Au nom d’une prétendue directive européenne, le gouvernement français vient de faire adopter par le Parlement, dans un texte de loi destiné en principe à lutter contre les discriminations, un article qui permet d’organiser «des enseignements par regroupement des élèves en fonction de leur sexe».
Le contexte parlementaire dans lequel cela s’est fait vaut déjà de s’y arrêter. Alors qu’aucune des directives européennes qui étaient à transposer dans ce texte de loi ne touchait au champ de l’enseignement (qui reste une compétence foncièrement nationale), le gouvernement a prétendu que cet article était une exigence de la Commission européenne et qu’on ne pouvait donc s’y soustraire. L’artifice ayant été éventé, tous les groupes parlementaires du Sénat ainsi que la délégation aux droits des femmes furent d’accord pour supprimer cette disposition du projet de loi. Mais contre toute attente, lors de la discussion du texte en séance publique, le gouvernement maintint sa position et exigea de sa majorité de s’y plier.
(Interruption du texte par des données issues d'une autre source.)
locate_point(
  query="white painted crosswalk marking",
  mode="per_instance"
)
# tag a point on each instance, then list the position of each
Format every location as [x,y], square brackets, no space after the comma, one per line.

Ce qui fut fait, séance tenante…
Le contexte général, récurrent, est encore plus préoccupant. Cela débute il y a quelques années, par la décision d’un président – George Bush – qui fascine le nôtre – Nicolas Sarkozy. En mai 2002, le président des Etats-Unis lève l’obligation de mixité dans l’enseignement public qui avait été établie par la loi en 1972 ( dans la foulée et la mouvance des luttes contre la ségrégation raciale ). Les districts peuvent désormais ouvrir des écoles non mixtes ( les ‘’same sex schools’’ ), et les écoles publiques ont la faculté de définir pour leurs élèves des programmes non mixtes. Plus de trois millions d’euros, dans un gouvernement limitant pourtant les dépenses publiques dévolues à l’éducation, sont débloqués pour ce programme ‘’expérimental’’ qui apparaît dès lors comme une véritable politique scolaire délibérée.
Au printemps 2003, le secrétaire général de l’enseignement catholique de l’époque - Paul Malartre - s’interroge publiquement sur l’intérêt et les aménagements possibles de la mixité. Et, à la rentrée de l’année scolaire 2003-2004, les mises en cause du bien-fondé de la mixité par le sociologue Michel Fize dans son ouvrage sur " Les pièges de la mixité scolaire " sont relayées par une partie de la presse, dont de grands médias audio-visuels tels que ‘’France Info’’ ou ‘’France II’’ dans la seule semaine de septembre. Cela se calme finalement.
Mais bis repetita en ce mois de mai 2008, à la suite du vote de l’article de loi permettant d’organiser " des enseignements par regroupement des élèves en fonction de leur sexe " (sans autres précisions ou délimitations) ; et Michel Fize réapparaît dans un imposant dossier de " L’Express " : " La mixité à l’école divise à nouveau ".
Le ministre de l’Education nationale Xavier Darcos peut bien faire valoir que de fait, cela existe déjà pour partie en éducation physique ou en éducation sexuelle ; il n’en reste pas moins qu’un article de loi ( qui plus est dans une loi édictant des principes contre les discriminations ) est un fait nouveau, qui relance un débat que l’on croyait tranché, et avec une détermination gouvernementale on ne peut plus évidente et préoccupante.